Esse efeito é amplificado em homodímeros — proteínas que se ligam a cópias de si mesmas. Ao explorar a simetria, a mutação de uma única ligação cria, na prática, duas novas conexões. Em complexos gigantes como o proteassoma, adicionar um local compatível equivale a adicionar onze. Além disso, o processo é facilitado pelo efeito hidrofóbico: resíduos que evitam a água definem o interior da proteína durante o dobramento, e eventuais manchas hidrofóbicas remanescentes na superfície podem ser ocultadas quando duas proteínas se unem.
A mesma facilidade se aplica à regulação alostérica, onde uma molécula sinalizadora altera a forma e a função da proteína. Em vez de exigir dezenas de mutações meticulosas, experimentos demonstraram que apenas duas alterações são suficientes. Ao adicionar duas histidinas à dobradiça da proteína TEM-1, que neutraliza a penicilina, pesquisadores criaram um interruptor: a presença de íons de zinco impede o fechamento da proteína, inibindo sua capacidade de neutralização.

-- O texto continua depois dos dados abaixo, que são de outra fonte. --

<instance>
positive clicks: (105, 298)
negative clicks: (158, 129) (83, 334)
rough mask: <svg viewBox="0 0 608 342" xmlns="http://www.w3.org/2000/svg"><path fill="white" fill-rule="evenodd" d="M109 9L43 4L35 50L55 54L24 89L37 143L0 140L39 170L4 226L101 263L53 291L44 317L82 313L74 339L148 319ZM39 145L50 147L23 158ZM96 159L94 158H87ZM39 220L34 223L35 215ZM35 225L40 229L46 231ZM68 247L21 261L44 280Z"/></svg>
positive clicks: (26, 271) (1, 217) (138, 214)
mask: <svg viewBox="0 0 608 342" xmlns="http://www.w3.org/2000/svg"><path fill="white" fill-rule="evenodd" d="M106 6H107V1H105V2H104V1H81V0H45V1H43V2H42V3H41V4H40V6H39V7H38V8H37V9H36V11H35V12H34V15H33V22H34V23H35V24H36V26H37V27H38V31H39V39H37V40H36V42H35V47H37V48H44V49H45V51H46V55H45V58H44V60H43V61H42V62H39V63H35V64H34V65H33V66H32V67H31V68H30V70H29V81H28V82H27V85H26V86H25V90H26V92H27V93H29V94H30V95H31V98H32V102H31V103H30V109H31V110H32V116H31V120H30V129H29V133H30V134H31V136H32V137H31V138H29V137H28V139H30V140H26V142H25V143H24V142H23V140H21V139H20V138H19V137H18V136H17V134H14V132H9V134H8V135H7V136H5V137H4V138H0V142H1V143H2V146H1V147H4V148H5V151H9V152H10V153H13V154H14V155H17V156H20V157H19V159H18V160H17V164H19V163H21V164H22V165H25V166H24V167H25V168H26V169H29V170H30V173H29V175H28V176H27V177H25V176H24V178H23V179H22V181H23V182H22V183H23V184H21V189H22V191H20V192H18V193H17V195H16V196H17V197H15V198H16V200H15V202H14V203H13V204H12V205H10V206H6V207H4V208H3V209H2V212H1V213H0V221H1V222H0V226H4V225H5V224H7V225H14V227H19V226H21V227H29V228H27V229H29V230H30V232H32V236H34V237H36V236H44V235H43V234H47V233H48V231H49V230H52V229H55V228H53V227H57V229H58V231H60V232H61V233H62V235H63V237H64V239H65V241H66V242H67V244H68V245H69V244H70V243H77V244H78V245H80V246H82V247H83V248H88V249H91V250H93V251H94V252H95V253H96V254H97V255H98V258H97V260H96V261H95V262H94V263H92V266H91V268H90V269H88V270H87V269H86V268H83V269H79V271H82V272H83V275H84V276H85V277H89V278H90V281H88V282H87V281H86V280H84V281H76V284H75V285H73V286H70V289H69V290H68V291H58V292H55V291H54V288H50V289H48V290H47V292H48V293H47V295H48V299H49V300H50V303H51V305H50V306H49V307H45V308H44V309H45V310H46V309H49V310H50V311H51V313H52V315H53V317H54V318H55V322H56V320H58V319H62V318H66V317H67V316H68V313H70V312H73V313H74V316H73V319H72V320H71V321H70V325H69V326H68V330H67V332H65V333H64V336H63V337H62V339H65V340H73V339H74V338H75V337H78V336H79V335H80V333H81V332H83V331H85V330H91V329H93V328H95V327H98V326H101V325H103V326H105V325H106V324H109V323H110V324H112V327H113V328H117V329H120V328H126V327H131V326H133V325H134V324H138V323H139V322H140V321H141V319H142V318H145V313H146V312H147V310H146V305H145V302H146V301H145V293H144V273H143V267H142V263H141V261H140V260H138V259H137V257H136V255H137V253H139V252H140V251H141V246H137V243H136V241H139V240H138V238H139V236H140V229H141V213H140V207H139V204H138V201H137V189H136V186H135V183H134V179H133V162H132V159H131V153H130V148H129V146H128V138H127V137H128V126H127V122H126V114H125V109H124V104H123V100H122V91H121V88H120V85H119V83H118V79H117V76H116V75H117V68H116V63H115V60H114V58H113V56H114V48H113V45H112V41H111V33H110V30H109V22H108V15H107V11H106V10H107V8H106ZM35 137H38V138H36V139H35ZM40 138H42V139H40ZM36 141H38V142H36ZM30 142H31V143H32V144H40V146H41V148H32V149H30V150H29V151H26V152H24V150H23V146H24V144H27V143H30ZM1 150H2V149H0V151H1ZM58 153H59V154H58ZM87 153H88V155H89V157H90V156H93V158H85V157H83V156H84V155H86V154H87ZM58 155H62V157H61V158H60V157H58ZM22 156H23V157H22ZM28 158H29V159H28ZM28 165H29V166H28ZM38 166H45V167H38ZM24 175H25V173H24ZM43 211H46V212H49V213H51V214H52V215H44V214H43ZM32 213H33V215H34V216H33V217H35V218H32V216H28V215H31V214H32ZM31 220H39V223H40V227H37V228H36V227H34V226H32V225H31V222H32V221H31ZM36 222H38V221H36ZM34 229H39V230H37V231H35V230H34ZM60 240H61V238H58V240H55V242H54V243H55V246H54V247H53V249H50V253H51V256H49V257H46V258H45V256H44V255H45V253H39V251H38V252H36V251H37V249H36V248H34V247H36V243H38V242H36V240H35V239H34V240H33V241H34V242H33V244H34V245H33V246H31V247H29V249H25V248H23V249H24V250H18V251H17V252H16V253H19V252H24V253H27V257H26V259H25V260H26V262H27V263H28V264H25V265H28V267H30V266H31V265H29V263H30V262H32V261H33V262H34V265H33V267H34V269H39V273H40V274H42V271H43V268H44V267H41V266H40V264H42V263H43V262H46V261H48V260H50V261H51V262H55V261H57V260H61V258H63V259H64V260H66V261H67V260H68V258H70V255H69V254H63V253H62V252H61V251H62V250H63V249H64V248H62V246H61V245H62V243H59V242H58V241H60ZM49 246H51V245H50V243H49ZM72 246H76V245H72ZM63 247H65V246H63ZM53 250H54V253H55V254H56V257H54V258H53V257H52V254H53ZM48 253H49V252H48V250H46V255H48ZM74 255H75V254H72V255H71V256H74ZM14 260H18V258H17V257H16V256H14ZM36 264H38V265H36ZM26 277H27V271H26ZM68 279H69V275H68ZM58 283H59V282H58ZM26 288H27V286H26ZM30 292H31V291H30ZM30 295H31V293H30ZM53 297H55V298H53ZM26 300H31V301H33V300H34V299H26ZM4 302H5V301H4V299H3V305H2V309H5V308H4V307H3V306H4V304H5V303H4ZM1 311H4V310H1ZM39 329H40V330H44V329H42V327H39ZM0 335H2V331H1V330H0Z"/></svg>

Redundância no espaço de sequências
A suposição de que características complexas são raras colapsa quando se observa a conectividade das sequências de aminoácidos. Uma proteína com 300 aminoácidos possui cerca de 5.700 sequências vizinhas acessíveis por meio de uma única mutação. Com duas mutações, o número de possibilidades salta para 18 milhões. Essa rede profundamente conectada permite que a evolução explore vastos caminhos topológicos sem precisar cruzar abismos de perda de função.
Mais importante, as sequências são degeneradas, ou seja, estruturalmente redundantes. Em testes onde 30.000 peptídeos aleatórios foram expostos a uma proteína, entre 2.000 e 3.000 conseguiram se ligar de forma eficaz. A hemoglobina ilustra essa característica funcional: a estrutura evoluiu de forma independente várias vezes na natureza, e em cada iteração, as interfaces de conexão entre os monômeros de globina são totalmente diferentes, resultando em redes alostéricas distintas que cumprem o mesmo objetivo final.
Para contexto, a BrazilValley nota que essa plasticidade estrutural subjacente encontra paralelos teóricos na arquitetura de sistemas de software complexos, onde a redundância de caminhos e a modularidade dos componentes permitem a emergência de novas funcionalidades sem a necessidade de reescrever a base do sistema, embora a evolução biológica opere fundamentalmente sem um design intencional.
A revelação de que a complexidade biológica é acessível e comum altera fundamentalmente a compreensão da mecânica evolutiva. Se as características complexas não precisam ser imediatamente funcionais para permanecerem na população — sendo mantidas até por acaso, desde que não confiram efeitos negativos diretos à célula —, a evolução deixa de ser vista apenas como um filtro rigoroso de utilidade imediata. O motor da inovação celular opera menos como um processo de engenharia restrito e mais como um sistema probabilístico onde a termodinâmica garante que o caminho de menor resistência frequentemente leva à sofisticação.